While the V&A Waterfront entertained more than 100 000 revellers with its New Year’s Eve fireworks display, Cape of Good Hope SPCA inspectors said they witnessed animals in the vicinity in distress as a result of the loud noises.
This comes as safety and security Mayco member JP Smith dismissed allegations that the City donated R500 000 towards the 5-minute display, saying the grant made to the V&A Waterfront was for overall festivities.
The City’s environmental health initially declined the popular tourism destination a noise exemption certificate in relation to the fireworks but it appealed the decision and was given the green light by the municipal manager Lungelo Mbandazayo.
Animal welfare activists approached the Western Cape High Court for urgent intervention against the V&A but lost its bid.
“The noise exemption certificate was awarded, with strict conditions, including that the pyrotechnic display may not exceed the period of 5 minutes. The valid debate about why we should no longer be supporting fireworks displays has unfortunately been marred by false information, as can be expected within a run-up to any election period.
“The event funding that has been allocated through the Special Events Committee (Spevco) is not, and was never for that to be used to fund any fireworks display.
“The grant made to the V&A Waterfront was not for fireworks but in fact as part of their overall New Year’s Eve festivities, intended to attract thousands of attendees.
“This includes the events department assisting with providing services of audio and vision equipment, staging and large-screen viewing areas to cater for the complete event line-up of various artists and musicians, as we do with festivals and events across the city. The narrative being created that the City is in fact funding the fireworks display is disingenuous and purposefully designed to create friction between animal-lovers and the City,” said Smith.
Smith added that he was part of engagements with the V&A Waterfront’s management to move away from the use of fireworks during festivities and instead seek to adopt a more humane and spectacular display such as electronic synchronised LED drone displays.
V&A spokesperson Donald Kau said: “We had a successful day of trading and with visitors coming to enjoy the New Year’s programme of entertainment around 150 000 people came through the Waterfront for the day. The day and evening event went by without any major incidents being recorded.”
According to the SPCA, it was inundated with calls both on New Year’s Eve and Tuesday due to terrified and injured animals that bore the brunt of festive fireworks.
Its inspectors were on site at the V&A Waterfront to monitor marine birds, seals and all other wildlife in the immediate area.
“Our inspectors reported seeing marine bird pandemonium erupt as the fireworks display started. Hundreds of Hartlaub’s gulls took to the air and were seen colliding with one another mid-air in fear and confusion at the cacophony of loud banging noises.
“On the V&A‘s Seal Platform, an area of refuge provided for Cape fur seals to seek permanent shelter and protection, 22 slumbering seals were jarred awake into sudden panic by the fireworks and noise erupting all around them and were seen barking and biting each other in a panic to escape the noise.
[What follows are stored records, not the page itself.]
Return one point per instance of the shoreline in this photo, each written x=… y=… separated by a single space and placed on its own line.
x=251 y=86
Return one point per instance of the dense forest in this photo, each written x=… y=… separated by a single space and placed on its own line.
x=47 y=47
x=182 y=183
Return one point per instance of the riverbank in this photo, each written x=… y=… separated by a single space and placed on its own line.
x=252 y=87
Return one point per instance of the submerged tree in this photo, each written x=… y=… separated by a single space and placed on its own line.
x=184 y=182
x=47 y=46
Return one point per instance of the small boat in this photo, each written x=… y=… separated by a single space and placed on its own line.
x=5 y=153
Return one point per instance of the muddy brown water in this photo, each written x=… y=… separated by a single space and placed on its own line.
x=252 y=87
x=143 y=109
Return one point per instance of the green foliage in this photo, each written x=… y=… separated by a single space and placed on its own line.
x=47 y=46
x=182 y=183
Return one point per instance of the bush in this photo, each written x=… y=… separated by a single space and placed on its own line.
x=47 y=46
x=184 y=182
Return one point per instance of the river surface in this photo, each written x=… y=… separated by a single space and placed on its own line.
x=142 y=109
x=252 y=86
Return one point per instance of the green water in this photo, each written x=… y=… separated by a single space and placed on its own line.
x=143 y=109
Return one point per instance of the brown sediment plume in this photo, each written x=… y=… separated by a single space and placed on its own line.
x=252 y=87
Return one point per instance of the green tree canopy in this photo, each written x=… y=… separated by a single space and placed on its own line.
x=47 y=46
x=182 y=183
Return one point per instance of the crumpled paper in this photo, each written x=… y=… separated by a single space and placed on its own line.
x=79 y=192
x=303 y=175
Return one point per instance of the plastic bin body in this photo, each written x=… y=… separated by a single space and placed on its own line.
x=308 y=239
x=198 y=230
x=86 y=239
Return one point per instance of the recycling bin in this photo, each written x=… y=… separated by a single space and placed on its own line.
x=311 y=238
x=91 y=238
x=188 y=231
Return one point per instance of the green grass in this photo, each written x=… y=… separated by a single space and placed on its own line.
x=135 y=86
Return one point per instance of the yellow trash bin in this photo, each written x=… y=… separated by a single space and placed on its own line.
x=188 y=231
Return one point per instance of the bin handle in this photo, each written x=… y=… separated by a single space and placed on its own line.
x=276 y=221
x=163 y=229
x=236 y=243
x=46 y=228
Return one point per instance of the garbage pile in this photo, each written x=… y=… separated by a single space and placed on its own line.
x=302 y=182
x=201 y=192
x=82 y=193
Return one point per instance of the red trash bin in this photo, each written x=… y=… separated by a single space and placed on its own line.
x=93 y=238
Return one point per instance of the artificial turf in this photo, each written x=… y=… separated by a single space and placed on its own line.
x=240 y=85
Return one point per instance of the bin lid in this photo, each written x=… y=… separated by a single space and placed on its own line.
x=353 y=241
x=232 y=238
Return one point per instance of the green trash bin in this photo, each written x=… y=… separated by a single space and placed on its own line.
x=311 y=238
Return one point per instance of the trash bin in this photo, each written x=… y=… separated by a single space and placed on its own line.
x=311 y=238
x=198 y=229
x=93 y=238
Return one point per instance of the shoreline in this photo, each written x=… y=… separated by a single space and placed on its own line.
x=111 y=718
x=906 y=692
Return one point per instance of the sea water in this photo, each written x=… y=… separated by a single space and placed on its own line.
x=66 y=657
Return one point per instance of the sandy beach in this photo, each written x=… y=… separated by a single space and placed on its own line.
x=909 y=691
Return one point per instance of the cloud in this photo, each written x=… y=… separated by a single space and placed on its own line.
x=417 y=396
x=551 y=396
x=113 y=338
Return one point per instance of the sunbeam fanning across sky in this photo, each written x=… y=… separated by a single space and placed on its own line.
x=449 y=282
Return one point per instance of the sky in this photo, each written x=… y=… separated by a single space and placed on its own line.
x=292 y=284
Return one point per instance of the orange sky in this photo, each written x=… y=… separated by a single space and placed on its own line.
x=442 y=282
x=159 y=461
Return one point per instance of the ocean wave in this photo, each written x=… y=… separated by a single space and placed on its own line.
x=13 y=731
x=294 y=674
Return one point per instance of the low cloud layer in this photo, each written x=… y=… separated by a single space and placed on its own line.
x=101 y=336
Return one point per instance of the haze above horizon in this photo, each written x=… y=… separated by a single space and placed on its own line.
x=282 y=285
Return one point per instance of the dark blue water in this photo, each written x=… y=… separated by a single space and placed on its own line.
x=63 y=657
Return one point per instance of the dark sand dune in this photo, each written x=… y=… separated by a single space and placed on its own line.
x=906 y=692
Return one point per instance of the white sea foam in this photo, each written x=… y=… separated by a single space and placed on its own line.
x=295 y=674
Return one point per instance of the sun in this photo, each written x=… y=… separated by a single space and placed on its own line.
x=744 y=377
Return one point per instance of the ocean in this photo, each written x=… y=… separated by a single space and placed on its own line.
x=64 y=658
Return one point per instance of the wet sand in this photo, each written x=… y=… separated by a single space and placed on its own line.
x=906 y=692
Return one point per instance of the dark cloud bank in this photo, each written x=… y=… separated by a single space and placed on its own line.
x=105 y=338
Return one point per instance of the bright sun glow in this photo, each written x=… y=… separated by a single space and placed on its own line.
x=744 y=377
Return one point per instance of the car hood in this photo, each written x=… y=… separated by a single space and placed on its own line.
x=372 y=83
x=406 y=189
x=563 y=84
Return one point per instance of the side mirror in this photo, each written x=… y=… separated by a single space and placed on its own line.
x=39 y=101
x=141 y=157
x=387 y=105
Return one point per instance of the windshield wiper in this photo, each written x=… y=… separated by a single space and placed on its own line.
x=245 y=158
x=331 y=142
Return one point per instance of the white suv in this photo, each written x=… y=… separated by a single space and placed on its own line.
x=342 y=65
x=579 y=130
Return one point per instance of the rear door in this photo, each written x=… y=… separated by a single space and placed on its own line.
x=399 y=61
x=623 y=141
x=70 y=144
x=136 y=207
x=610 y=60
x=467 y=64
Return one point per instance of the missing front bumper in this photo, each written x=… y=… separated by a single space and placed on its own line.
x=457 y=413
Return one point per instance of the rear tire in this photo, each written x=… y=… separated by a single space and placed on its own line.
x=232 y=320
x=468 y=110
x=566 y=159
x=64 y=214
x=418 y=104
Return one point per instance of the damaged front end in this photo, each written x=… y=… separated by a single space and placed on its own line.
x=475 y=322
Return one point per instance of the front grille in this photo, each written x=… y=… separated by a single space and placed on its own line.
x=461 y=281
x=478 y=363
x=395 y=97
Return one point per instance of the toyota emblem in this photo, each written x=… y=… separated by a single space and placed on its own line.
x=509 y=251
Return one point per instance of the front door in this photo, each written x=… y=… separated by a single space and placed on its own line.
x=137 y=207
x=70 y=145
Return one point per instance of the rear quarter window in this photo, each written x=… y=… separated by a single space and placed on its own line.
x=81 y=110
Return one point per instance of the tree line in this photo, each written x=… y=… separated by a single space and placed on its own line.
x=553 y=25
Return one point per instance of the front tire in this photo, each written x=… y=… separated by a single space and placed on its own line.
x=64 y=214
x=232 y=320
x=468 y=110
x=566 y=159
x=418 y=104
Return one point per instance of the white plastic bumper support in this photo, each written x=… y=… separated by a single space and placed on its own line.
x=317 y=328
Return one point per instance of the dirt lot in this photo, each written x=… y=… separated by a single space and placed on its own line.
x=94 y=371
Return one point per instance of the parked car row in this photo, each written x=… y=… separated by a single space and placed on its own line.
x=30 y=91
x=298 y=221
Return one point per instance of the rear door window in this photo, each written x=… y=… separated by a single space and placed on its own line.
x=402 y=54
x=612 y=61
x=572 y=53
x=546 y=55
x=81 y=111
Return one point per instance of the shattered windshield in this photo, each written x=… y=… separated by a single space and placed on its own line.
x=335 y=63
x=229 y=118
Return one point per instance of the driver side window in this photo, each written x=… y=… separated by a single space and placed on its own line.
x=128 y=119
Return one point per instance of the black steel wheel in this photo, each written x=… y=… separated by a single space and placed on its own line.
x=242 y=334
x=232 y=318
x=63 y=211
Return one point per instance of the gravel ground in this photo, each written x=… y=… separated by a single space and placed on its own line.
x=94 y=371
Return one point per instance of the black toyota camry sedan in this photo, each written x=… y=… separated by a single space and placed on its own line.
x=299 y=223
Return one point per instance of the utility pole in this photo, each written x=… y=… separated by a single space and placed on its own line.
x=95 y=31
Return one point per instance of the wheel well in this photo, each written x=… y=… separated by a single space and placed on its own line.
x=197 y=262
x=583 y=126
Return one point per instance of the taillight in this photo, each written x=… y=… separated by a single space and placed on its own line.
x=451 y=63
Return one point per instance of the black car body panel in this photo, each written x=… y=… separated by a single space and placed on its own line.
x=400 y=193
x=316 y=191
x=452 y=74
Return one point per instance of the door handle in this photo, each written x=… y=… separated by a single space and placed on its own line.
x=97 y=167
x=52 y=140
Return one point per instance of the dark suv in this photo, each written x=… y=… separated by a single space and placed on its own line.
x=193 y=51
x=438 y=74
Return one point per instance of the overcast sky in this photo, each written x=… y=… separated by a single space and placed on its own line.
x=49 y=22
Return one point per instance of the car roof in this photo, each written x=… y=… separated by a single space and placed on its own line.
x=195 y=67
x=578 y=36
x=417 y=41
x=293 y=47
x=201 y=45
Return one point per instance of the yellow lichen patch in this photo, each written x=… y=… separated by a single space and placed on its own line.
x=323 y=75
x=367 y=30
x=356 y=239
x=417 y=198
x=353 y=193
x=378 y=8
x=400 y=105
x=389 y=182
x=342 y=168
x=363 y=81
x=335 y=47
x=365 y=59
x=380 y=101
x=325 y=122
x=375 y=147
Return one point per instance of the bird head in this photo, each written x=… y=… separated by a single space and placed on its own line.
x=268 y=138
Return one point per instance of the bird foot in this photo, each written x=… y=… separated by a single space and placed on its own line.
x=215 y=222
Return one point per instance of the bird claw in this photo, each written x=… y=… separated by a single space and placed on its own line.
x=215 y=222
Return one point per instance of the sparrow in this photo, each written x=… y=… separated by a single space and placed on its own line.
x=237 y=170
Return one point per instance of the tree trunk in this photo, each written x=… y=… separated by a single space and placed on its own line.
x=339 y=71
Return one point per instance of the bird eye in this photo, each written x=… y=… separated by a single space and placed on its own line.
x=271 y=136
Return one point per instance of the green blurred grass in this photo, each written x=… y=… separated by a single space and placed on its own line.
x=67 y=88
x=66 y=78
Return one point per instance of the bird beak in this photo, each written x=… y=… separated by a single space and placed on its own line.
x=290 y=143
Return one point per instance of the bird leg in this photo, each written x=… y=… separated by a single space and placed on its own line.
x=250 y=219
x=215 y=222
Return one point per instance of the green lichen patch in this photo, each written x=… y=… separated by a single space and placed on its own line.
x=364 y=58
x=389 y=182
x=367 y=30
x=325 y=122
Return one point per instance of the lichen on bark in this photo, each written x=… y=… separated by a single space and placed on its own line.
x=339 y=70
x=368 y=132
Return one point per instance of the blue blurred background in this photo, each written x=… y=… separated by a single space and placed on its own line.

They were hesitant to flee into the sea, unsure if the danger (as they perceived it) was in the water or on land. They decided to stay put on their platform instead and cowered in the corner together,” said SPCA spokesperson Belinda Abraham.
SPCA wildlife department supervisor Jon Friedman, who was monitoring the seals, said it was heartbreaking to witness the animals scared into flight or fight mode in response to a danger they had no idea how to handle.
Elsewhere, Knysna and George municipalities prohibited the discharge of any fireworks, firearms, air guns or air pistols on any premises or any street or public places such as beaches.